Disney CFO’s surprise exit ‘adds yet another wrinkle’ amid Bob Iger restructuring


In another surprise executive shakeup, Disney (DIS) CFO Christine McCarthy will step down from her longstanding role due to a family medical leave of absence, the company announced in a statement late Thursday.

The departure will likely lead to further headwinds for CEO Bob Iger as he attempts to restructure the media giant before his exit in less than two years.

“Christine McCarthy is one of the most admired financial executives in America, and her impact on The Walt Disney Company during 23 years of dedicated service cannot be overstated,” Iger said in the release.

McCarthy, a close confidant of Iger who had served as Disney’s financial chief for eight years, will be replaced by Kevin Lansberry, executive vice president and CFO of Disney Parks, Experiences and Products, effective July 1.

Lansberry will serve as interim CFO until a full-time replacement is found. McCarthy will stay on the leadership team as a strategic advisor and will assist with the process of identifying and onboarding a long-term successor “to ensure a smooth and successful transition,” Disney said.

“I look forward to helping with the transition and will always be rooting for the success of my extended Disney family, who have shown time and again that determination, teamwork and the pursuit of excellence are an unstoppable combination,” McCarthy said.

 Christine McCarthy, Senior Executive Vice President and Chief Financial Officer, The Walt Disney Company, participates in a panel discussion during the annual Milken Institute Global Conference at The Beverly Hilton Hotel on April 29, 2019 in Beverly Hills, California.  (Photo by Michael Kovac/Getty Images)

Christine McCarthy, chief financial officer of The Walt Disney Company, is stepping down from her role, the company announced. (Michael Kovac/Getty Images)

Wells Fargo analyst Steve Cahall said Lansberry will face a slew of uphill battles heading into the back half of 2023, including a softening of parks growth due to inflation, a murky timeline for direct-to-consumer (DTC) margin improvements — the biggest issue, in Cahall’s view — in addition to the purchase of Hulu’s minority stake and the impact of taking ESPN fully over-the-top.

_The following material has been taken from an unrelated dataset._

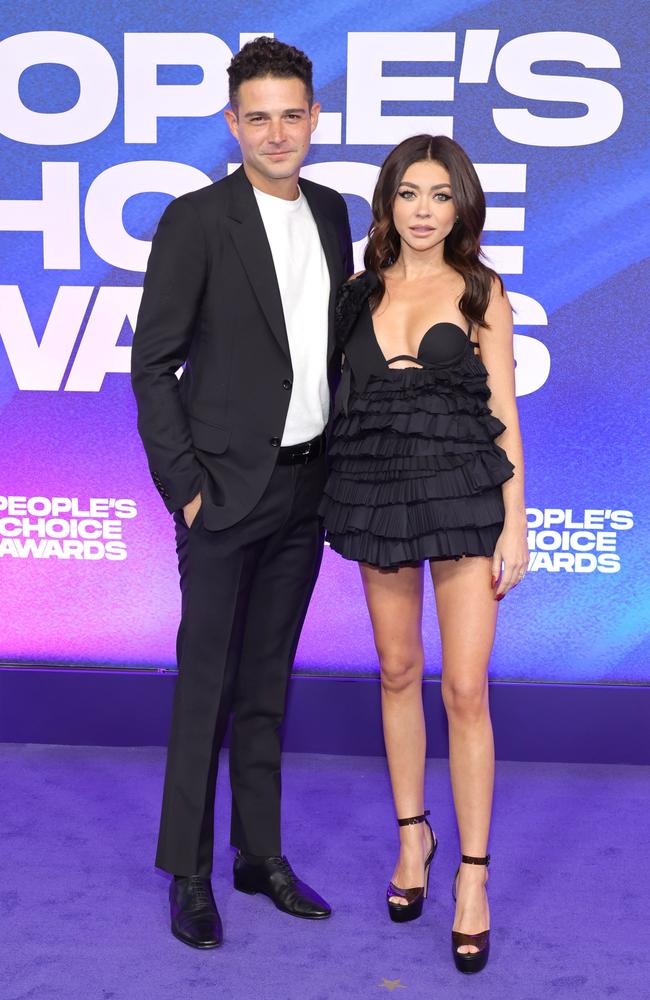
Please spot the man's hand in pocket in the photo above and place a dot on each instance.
(191, 509)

“Separately these are speed bumps to the stock. Together they’re obstacles,” he wrote in a new note to clients on Friday.

Disney will report third quarter earnings in August. Cahall anticipates limited long-term guidance and expects both McCarthy and Lansberry to speak on the earnings call.

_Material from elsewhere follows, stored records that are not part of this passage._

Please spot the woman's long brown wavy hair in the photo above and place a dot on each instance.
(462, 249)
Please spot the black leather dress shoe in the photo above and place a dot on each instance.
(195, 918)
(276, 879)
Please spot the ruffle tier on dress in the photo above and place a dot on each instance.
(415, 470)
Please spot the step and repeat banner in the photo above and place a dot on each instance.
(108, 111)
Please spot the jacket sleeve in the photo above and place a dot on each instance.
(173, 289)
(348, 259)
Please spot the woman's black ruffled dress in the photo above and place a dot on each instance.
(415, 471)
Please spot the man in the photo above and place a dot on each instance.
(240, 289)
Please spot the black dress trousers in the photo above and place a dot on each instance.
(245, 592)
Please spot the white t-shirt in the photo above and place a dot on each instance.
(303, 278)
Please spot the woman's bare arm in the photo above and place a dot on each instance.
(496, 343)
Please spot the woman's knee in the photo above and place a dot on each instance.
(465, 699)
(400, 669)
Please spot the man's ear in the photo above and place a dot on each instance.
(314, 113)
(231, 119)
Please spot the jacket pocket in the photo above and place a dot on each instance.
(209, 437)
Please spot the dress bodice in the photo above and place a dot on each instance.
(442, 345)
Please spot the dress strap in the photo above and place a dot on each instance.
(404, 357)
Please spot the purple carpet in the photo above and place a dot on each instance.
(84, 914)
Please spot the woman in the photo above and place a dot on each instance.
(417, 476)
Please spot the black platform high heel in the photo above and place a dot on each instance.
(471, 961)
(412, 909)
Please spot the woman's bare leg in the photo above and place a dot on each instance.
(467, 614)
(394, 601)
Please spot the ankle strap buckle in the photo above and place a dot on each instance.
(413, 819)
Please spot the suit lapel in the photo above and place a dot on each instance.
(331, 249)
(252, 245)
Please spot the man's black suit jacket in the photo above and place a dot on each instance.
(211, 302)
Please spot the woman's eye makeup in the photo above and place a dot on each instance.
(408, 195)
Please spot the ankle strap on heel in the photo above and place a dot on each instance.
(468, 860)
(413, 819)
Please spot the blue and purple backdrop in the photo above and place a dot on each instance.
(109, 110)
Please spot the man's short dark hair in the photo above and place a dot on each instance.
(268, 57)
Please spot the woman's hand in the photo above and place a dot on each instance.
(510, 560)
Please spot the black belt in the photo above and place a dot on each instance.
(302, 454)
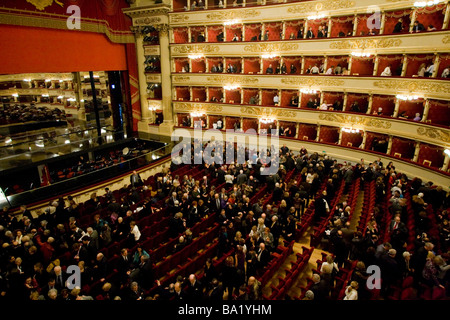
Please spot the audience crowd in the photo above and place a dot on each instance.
(251, 230)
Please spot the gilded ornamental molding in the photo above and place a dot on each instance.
(321, 6)
(197, 48)
(233, 14)
(271, 47)
(268, 112)
(414, 85)
(197, 107)
(313, 82)
(356, 120)
(382, 43)
(434, 133)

Overall, the analyst, who has a $147 price target on the stock, said Disney is an above-average opportunity but also boasts above average risk compared to Netflix’s “more straightforward story.”

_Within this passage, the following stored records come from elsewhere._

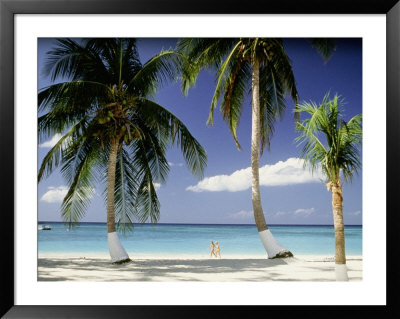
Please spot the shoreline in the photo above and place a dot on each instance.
(192, 267)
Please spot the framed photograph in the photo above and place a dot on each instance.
(37, 38)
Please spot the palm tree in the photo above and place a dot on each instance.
(111, 130)
(243, 63)
(337, 157)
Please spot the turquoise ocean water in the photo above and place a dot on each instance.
(195, 239)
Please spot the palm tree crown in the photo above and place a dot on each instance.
(258, 67)
(102, 108)
(338, 154)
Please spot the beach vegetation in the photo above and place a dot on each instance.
(113, 132)
(332, 146)
(260, 68)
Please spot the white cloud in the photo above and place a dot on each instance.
(53, 141)
(289, 172)
(304, 211)
(243, 214)
(57, 194)
(175, 164)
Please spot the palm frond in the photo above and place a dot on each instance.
(159, 118)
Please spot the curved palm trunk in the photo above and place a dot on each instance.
(117, 252)
(340, 255)
(273, 248)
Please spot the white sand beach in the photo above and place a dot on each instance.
(193, 268)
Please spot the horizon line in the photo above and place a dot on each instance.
(210, 224)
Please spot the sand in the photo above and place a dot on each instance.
(193, 268)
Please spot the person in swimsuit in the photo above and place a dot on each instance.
(212, 247)
(218, 250)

“The CFO transition adds yet another wrinkle,” he said. “It will be followed by a CEO transition within another 1-2 years, while ESPN and DTC present discrete operational challenges. We think it’s an opportunity for this kind of upside on such a large-cap stock, but no doubt it will take time for the pieces to come together.”

Disney shares were down about 1% on Friday following the news.

Iger, who stepped back into the CEO position in November, has remained hyper-focused on profitability as investors shift focus away from subscriber growth and put more emphasis on margins.

The executive has worked to establish new revenue streams like Disney’s recently launched ad-supported tier, in addition to various price increases to help pare losses and lift metrics like average revenue per user, or ARPU. He reaffirmed the company’s outlook of reaching streaming profitability by 2024.

Disney, which has reiterated plans to slash $5.5 billion in costs, including $3 billion in content costs, announced an effort to cut 7,000 jobs in February. Disney went through its first round of layoffs at the end of March. Its second and largest round occurred in late April with a third round taking place last month.